Two eyewitnesses who were sheltering at the hospital filmed the gravesites in the aftermath of the operation on Wednesday morning and posted them to social media. NBC News geolocated their videos to the same cemetery. In interviews with NBC News on Thursday evening, the eyewitnesses described a “terrifying” and “truly bloody night” in which Israeli tanks were first stationed outside the hospital and then proceeded to the cemetery.

“The vehicles advanced at midnight, and the army began launching very violent attacks. There were fire belts, violent clashes and artillery shelling. The bombardment continued until 6 in the morning,” Mohammad Salama, a freelance videographer, said in an audio message from Khan Younis on Thursday night.

“We witnessed with our own eyes in the morning of the following day that the occupation tanks withdrew from the cemeteries. And indeed corpses were stolen from this gravesite,” said Mohammed El Helo, a 23-year-old independent photojournalist who is also sheltering at the hospital.

People light candles beneath a wall showing posters identifying hostages abducted by Palestinian militants during the October 7 attack, in Jerualem
People light candles beneath a wall showing posters identifying hostages abducted by Palestinian militants during the October 7 attack, in Jerualem, on Nov. 7, 2023.Ahmad Gharabli / AFP via Getty Images file

Videos from the two Gazans that have since been widely shared on social media and verified by NBC News showed cemetery walls destroyed and several close-ups of graves that had been dug up.

Ahmed Shaer, a human rights field researcher based in Gaza who works for the Euro-Med Human Rights Monitor, a rights organization registered in Geneva, said he documented damage done to the cemetery.

“Some graves were exhumed and opened,” he said in a message to NBC News, including a family plot “where the wall was destroyed.”

The IDF statement on Thursday added that “if not for Hamas’ reprehensible decision to take Israeli men, women, children and babies hostages, the need for such searches for our hostages would not exist.”

Hamas did not respond to requests for comment on the events described in this story.

Ramy Abdu, chairman of the Euro-Med Human Rights Monitor, pushed back against the Israeli military’s comments that intelligence justified its operation at the cemetery.

“We believe that this attack, considering previous assaults on cemeteries, indicates that Israel systematically violates the sanctity of the deceased and their graves,” he said in a statement to NBC News.

Since the war’s onset, Euro-Med has been vocal in its assessments of cemetery damage in Gaza.

“While intelligence information might point to specific graves and cemeteries, the observed widespread destruction and excavation appear indiscriminate,” Abdu said. “If the actions were intelligence-driven, why is there extensive destruction in cemeteries, and why hasn’t the army announced the discovery of Israeli hostages, despite over two months of cemetery-targeting operations?”
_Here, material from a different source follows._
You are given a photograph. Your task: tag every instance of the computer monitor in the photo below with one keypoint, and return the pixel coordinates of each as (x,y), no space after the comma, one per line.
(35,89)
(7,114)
According to international humanitarian law, warring parties have an obligation to respect cemeteries, and exhumations should not take place unless credible evidence is provided by an armed party with due notice to local authorities.

Even given that it’s a time of war, El Helo said, the Israeli operation violated the sanctity of such a place. He was surprised and couldn’t understand why the burial site sustained such damage.

“A cemetery that has dead poses no danger for the army,” he said. “Maybe they came to this cemetery searching for their hostages. Even if they came to search for their hostages, they shouldn’t have done this destruction.”